Henry VIII (28 June 1491 – 28 January 1547) was King of England and Lord of Ireland (later King of Ireland) from 22 April 1509 until his death. He was the second monarch of the Tudor dynasty, succeeding his father, Henry VII. He is famous for having been married six times and for wielding the most untrammelled power of any British monarch. Notable events during his reign included the break with Rome and the subsequent establishment of the independent Church of England (Anglican), the Dissolution of the Monasteries, and the union of England and Wales. 

Henry ascended the throne in 1509 upon his father's death. Catherine's father, the Aragonese King Ferdinand II, sought to control England through his daughter, and consequently insisted on her marriage to the new English King. Henry wed Catherine of Aragon about nine weeks after his accession on June 11, 1509 at Greenwich, despite the concerns of Pope Julius II and William Warham, the Archbishop of Canterbury, regarding the marriage's validity. They were both crowned at Westminster Abbey on 24 June 1509. Queen Catherine's first pregnancy ended in a miscarriage in 1510. She gave birth to a son, Henry, on January 1, 1511, but he only lived until February 22.

For two years after Henry's accession, Richard Fox, the Bishop of Winchester and Lord Privy Seal, and William Warham controlled matters of state. From 1511 onwards, however, power was held by the ecclesiastic Thomas Wolsey. In 1511, Henry joined the Holy League, a body of European rulers opposed to the French King Louis XII. The League also included such European rulers as Pope Julius II, the Holy Roman Emperor Maximilian I and Ferdinand II, with whom Henry also signed the Treaty of Westminster. Henry personally joined the English Army as they crossed the English Channel into France, and took part in sieges and battles.

In 1514, however, Ferdinand left the alliance, and the other parties made peace with the French. Irritation towards Spain led to discussion of a divorce with Queen Catherine. However, upon the accession of the French King Francis I in 1515, England and France grew antagonistic, and Henry reconciled with Ferdinand.
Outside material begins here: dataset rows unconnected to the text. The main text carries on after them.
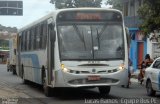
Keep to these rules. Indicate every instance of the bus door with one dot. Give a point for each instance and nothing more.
(18, 59)
(50, 52)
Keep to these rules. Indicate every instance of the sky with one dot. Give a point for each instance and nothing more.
(32, 10)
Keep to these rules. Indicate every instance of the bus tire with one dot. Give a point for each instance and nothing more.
(150, 91)
(104, 90)
(46, 89)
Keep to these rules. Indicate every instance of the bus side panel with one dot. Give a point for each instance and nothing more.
(33, 63)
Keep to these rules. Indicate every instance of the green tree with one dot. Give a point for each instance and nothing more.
(116, 4)
(59, 4)
(149, 13)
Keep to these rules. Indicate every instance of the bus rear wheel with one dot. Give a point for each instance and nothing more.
(46, 89)
(104, 90)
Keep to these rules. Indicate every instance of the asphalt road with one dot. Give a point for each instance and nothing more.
(13, 91)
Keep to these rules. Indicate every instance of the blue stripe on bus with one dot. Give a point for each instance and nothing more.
(36, 66)
(159, 80)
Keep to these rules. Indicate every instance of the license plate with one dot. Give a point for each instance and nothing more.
(93, 78)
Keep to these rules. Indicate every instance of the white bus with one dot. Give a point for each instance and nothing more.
(80, 47)
(11, 65)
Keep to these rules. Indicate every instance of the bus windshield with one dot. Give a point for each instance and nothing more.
(91, 41)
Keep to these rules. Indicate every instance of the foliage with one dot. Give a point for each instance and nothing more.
(116, 4)
(150, 15)
(59, 4)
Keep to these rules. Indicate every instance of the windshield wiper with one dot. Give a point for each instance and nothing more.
(79, 34)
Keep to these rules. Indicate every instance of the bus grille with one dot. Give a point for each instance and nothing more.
(86, 81)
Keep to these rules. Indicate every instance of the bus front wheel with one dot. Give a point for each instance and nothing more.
(104, 90)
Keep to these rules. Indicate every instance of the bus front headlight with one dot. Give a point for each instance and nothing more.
(121, 67)
(64, 68)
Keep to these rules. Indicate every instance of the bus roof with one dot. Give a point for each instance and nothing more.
(55, 12)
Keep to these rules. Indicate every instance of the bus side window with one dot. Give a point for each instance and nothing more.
(14, 51)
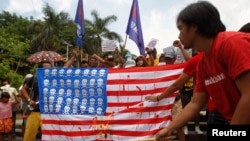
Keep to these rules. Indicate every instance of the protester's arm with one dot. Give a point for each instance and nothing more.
(16, 98)
(190, 111)
(183, 78)
(241, 115)
(185, 54)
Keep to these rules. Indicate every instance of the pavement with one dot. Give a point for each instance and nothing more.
(192, 135)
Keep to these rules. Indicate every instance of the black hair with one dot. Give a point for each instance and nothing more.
(5, 95)
(84, 61)
(205, 16)
(245, 28)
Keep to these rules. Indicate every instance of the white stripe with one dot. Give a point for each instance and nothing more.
(144, 75)
(133, 87)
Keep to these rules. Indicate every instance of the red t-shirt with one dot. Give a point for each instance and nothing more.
(191, 68)
(229, 57)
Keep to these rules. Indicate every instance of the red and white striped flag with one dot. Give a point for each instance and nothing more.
(128, 116)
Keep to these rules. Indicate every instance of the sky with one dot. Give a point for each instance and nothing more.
(158, 17)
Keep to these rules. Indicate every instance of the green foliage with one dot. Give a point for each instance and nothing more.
(5, 72)
(20, 37)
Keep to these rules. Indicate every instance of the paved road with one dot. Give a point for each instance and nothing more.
(191, 137)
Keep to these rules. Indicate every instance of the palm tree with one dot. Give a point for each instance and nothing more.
(96, 31)
(48, 32)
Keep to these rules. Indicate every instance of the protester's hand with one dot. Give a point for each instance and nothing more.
(75, 52)
(33, 103)
(152, 98)
(117, 50)
(162, 135)
(177, 43)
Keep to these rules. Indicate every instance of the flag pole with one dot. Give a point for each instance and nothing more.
(125, 40)
(79, 20)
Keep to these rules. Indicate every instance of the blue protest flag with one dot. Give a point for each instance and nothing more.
(79, 20)
(134, 27)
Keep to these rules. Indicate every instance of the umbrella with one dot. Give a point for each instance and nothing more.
(45, 56)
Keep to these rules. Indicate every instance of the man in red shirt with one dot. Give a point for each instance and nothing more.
(224, 70)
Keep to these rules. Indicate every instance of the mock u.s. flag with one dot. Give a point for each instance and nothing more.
(85, 104)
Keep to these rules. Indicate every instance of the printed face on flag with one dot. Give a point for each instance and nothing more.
(108, 45)
(127, 117)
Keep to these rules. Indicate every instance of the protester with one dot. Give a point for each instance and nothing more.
(245, 28)
(6, 122)
(6, 87)
(223, 72)
(24, 104)
(34, 121)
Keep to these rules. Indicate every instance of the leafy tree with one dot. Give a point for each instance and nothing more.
(96, 31)
(48, 32)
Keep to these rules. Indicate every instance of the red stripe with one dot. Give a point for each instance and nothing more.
(141, 81)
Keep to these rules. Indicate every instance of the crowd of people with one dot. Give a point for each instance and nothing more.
(215, 59)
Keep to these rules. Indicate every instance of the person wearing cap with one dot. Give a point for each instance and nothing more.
(34, 120)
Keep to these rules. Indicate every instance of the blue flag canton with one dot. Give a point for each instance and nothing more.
(72, 91)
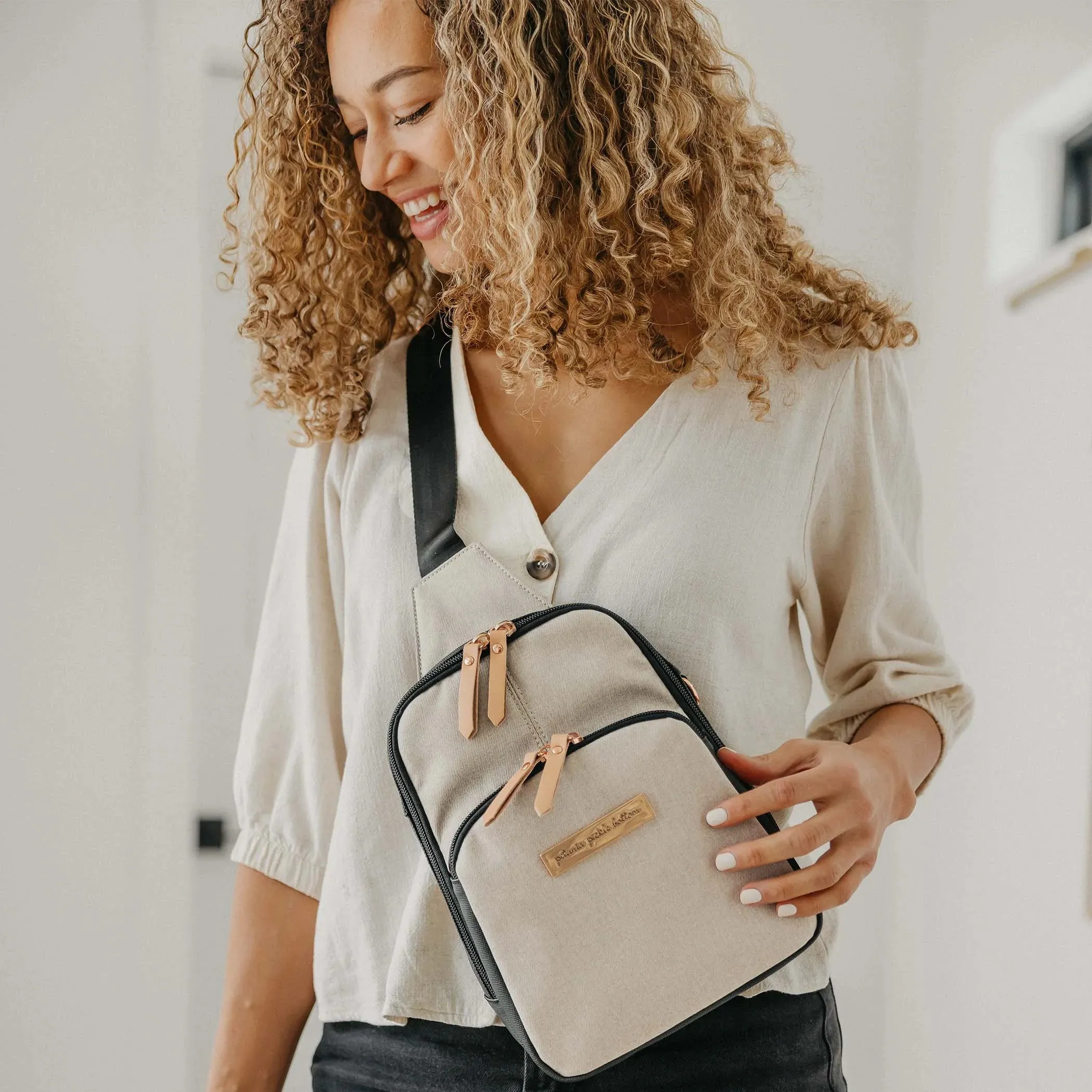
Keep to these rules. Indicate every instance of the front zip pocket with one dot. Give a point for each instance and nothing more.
(492, 807)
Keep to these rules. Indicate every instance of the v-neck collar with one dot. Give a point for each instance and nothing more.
(490, 495)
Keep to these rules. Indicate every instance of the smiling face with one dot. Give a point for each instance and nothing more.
(389, 88)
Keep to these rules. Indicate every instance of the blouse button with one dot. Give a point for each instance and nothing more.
(542, 564)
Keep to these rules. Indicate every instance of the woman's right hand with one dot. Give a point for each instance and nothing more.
(269, 987)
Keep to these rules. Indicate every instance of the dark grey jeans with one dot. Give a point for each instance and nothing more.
(770, 1043)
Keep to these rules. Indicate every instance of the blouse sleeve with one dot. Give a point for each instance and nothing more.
(291, 756)
(874, 636)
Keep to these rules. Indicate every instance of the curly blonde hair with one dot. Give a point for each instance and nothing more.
(605, 150)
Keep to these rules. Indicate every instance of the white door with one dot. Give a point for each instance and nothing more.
(243, 463)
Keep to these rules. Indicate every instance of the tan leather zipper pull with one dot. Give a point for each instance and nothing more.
(692, 688)
(500, 801)
(552, 773)
(467, 686)
(498, 670)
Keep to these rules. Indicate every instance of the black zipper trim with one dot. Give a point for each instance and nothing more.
(669, 674)
(654, 714)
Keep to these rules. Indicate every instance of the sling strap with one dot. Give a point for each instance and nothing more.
(432, 421)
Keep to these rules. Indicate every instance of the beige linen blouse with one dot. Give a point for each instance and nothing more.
(707, 530)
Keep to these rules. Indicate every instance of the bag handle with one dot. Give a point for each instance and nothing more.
(431, 417)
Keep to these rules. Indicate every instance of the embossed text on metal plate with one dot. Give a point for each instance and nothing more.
(636, 813)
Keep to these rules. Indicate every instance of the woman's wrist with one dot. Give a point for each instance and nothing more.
(905, 740)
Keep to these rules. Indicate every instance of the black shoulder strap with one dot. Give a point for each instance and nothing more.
(432, 420)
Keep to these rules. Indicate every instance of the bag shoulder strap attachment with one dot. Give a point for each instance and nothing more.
(431, 418)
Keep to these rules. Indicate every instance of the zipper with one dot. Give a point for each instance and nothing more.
(556, 751)
(469, 687)
(512, 785)
(422, 829)
(498, 670)
(487, 805)
(682, 690)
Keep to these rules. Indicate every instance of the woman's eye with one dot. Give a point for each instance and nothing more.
(417, 116)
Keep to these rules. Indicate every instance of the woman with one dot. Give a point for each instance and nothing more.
(664, 405)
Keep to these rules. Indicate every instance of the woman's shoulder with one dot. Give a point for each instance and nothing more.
(811, 396)
(801, 400)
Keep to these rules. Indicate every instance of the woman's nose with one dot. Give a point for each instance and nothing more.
(380, 165)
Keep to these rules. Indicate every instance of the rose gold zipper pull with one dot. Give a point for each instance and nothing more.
(691, 687)
(467, 685)
(498, 669)
(552, 773)
(500, 801)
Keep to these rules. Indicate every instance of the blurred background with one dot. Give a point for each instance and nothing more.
(947, 152)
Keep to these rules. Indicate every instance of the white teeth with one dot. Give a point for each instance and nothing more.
(420, 204)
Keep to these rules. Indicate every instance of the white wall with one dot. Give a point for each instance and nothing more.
(72, 576)
(104, 114)
(991, 972)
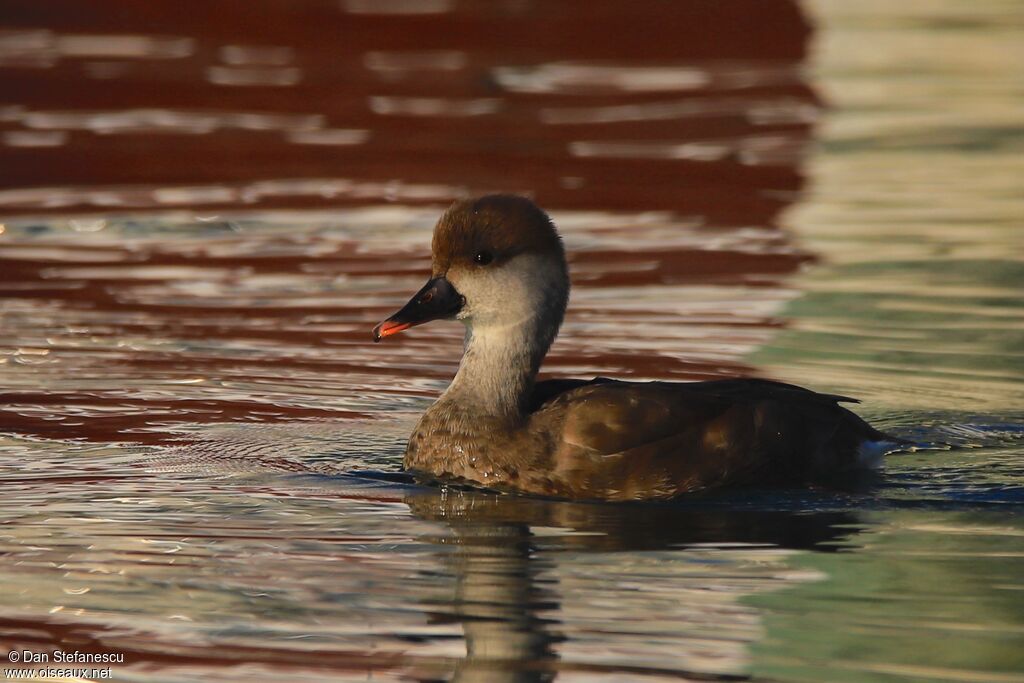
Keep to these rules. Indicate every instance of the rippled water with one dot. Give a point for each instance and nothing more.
(201, 447)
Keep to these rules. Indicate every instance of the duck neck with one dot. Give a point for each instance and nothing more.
(499, 368)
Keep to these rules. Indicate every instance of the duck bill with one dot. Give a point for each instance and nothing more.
(438, 299)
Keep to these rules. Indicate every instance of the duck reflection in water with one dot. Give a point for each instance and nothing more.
(500, 268)
(507, 597)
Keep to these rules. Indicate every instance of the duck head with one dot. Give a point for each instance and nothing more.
(498, 265)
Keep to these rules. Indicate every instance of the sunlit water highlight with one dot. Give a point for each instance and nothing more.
(201, 447)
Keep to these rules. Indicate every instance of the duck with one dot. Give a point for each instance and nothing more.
(498, 265)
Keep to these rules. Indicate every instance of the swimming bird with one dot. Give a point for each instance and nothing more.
(499, 266)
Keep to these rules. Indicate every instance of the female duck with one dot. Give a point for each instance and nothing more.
(499, 266)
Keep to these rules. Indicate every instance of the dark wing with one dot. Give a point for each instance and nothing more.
(659, 438)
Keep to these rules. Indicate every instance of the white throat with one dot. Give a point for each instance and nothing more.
(510, 324)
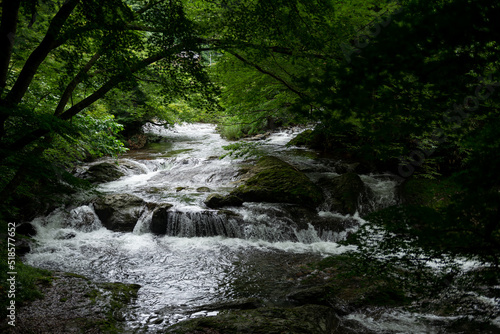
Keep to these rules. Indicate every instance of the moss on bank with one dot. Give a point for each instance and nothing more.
(27, 279)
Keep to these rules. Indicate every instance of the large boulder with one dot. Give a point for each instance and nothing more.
(119, 212)
(346, 192)
(103, 172)
(275, 181)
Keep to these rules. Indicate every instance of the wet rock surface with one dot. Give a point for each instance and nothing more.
(119, 212)
(216, 201)
(275, 181)
(313, 319)
(345, 192)
(74, 304)
(103, 172)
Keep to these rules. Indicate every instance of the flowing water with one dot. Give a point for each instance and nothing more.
(206, 256)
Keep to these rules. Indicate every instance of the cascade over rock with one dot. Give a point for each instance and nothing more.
(160, 218)
(275, 181)
(345, 192)
(103, 172)
(313, 319)
(119, 212)
(215, 201)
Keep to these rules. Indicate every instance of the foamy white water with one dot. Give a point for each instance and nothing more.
(177, 273)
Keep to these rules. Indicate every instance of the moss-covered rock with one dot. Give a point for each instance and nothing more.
(273, 180)
(119, 212)
(216, 201)
(345, 192)
(103, 172)
(312, 319)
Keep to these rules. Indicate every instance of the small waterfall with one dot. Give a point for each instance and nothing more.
(84, 218)
(384, 191)
(200, 224)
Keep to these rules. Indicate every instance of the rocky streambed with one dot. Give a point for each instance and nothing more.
(200, 244)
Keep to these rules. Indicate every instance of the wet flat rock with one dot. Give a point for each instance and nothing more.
(74, 304)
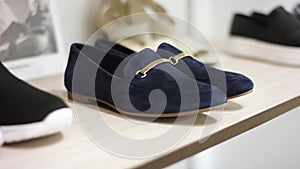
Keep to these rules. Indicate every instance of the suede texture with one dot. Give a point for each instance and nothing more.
(107, 74)
(231, 83)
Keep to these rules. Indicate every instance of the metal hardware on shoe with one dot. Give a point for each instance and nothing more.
(175, 59)
(143, 72)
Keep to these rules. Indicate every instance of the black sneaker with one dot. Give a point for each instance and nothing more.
(274, 37)
(297, 11)
(27, 112)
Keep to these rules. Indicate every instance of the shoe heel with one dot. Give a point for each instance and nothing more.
(79, 98)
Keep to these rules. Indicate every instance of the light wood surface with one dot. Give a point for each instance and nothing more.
(277, 90)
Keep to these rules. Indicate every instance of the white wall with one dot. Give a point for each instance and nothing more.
(78, 19)
(214, 17)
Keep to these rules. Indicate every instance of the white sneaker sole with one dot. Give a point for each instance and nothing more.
(55, 122)
(256, 49)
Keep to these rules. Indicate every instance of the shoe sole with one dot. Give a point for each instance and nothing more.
(260, 50)
(242, 94)
(88, 100)
(55, 122)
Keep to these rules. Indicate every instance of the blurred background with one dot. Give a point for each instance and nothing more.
(211, 17)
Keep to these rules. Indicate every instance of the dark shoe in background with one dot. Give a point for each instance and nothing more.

In 1516, Queen Catherine gave birth to a girl, Mary, encouraging Henry that he could still have a male heir despite his wife's previous failed pregnancies (one stillbirth, one miscarriage, and two short-lived infants).

Ferdinand died in 1516, to be succeeded by his grandson (Queen Catherine's nephew) Charles. By October 1518, Wolsey had engineered the Papacy-led Treaty of London to resemble an English triumph of foreign diplomacy, placing England at the centre of a new European alliance with the ostensible aim of repelling Moorish invasions through Spain (This being the original intention of the Pope).

In 1519, when Maximilian also died, Wolsey, who was by that time a Cardinal, secretly proposed Henry as a candidate for the post of Holy Roman Emperor, though supporting the French King Francis in public. In the end, however, the prince-electors settled on Charles. The subsequent rivalry between Francis and Charles allowed Henry to act as a mediator between them.

Henry VIII came to hold the balance of power in Europe. Both Francis and Charles sought Henry's favour, the former in a dazzling and spectacular manner at the Field of Cloth of Gold, and the latter more solemnly at Kent. After 1521, however, England's influence in Europe began to wane. Henry entered into an alliance with Charles V, and Francis I was quickly defeated. Charles' reliance on Henry subsided, as did England's power in Europe.

It is interesting to note that Henry's interest in European affairs extended to the attack on Luther's German revolution. In 1521, he dedicated his Defence of the Seven Sacraments, which earned him the title of "Defender of the Faith." Prior to this, his title had been "inclitissmus," meaning "infamous." The later title was maintained even after his break with Rome, and is still used by the monarch today.